The turmoil in China's stock market is seeing investors flee to safer investments, including Sydney property


While Chinese stocks have rebounded strongly in recent days, pushing the benchmark Shanghai Composite index higher by more than 10%, it appears some wealthy Chinese investors are not convinced that attempts to stabilise the nation’s stock market will succeed.

According to a report in the Sina English newspaper over the weekend, “realtors in Australia, Britain and Canada are bracing for a surge of new interest in their already hot property markets, with early signs that wealthy Chinese investors are seeking a safe haven from the turmoil” in Chinese stocks.

Sydney residential property, given its geographic proximity and relatively subdued price growth in yuan-denominated terms in recent years, appears to be attracting a proportion of these increased capital outflows.

Sydney realtor Michael Pallier said in the past week alone he has sold two new apartments and shown a A13.8 million ($US10.3 million) house to Chinese buyers looking for an alternative to stocks. “A lot of high net worth individuals had already taken money out of the stock market because it was getting just too hot. There’s a huge amount of cash sitting in China and I think you’ll find a lot of that comes to the Australian property market”, suggested Pallier, the principal of Sydney Sotheby’s International Realty, in the Sina report.

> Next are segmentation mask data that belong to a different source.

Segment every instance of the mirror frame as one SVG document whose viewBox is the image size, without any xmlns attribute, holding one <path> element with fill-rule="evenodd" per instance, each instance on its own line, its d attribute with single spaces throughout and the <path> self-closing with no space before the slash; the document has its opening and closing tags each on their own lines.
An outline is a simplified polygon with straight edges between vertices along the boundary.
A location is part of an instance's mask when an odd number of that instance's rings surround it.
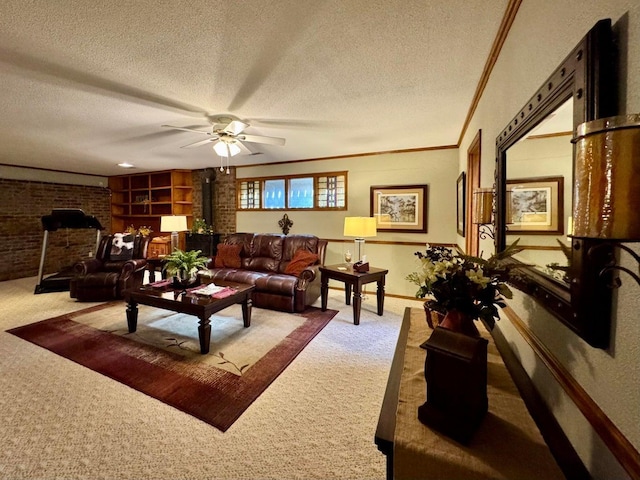
<svg viewBox="0 0 640 480">
<path fill-rule="evenodd" d="M 506 247 L 507 149 L 571 97 L 574 134 L 583 122 L 615 115 L 614 57 L 611 20 L 600 20 L 496 139 L 497 252 Z M 575 146 L 573 159 L 575 172 Z M 584 242 L 588 241 L 572 239 L 569 286 L 531 268 L 519 269 L 522 278 L 513 283 L 590 345 L 607 348 L 611 330 L 611 290 L 597 281 L 600 268 L 596 270 L 595 265 L 591 265 L 592 259 L 587 259 L 588 245 Z"/>
</svg>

While inflows into China’s stock market have soared over the past eight months, it appears that some major shareholders have been using the surge in buying interest to reduce their own stock holdings. According to a research note from Bank of America-Merrill Lynch, major shareholders sold 360 billion yuan worth of stocks in the five months to May, nearly doubling the 190 billion yuan level seen during 2014.

Although some of these funds would have found their way into more liquid safe haven assets such as foreign government bonds, or ploughed back into Chinese stocks amidst the recovery seen in recent days, it is likely that some of the capital outflows have found their way into foreign real estate, including in Australia.

According to a recent report from Credit Suisse Chinese investors may pour as much as $60 billion into Australian real estate over the next six years, more than double the $28 billion figure seen since 2009.

Should the recent sell off in China’s stock market trigger a greater “flight to safety” for some Chinese investors, the inflows into Australian property may be even greater than Credit Suisse currently suggests.

With Australian property purchases by Chinese investors already growing exponentially, it appears that Australia’s foreign investment watchdog, the FIRB, may be kept busy in the months ahead.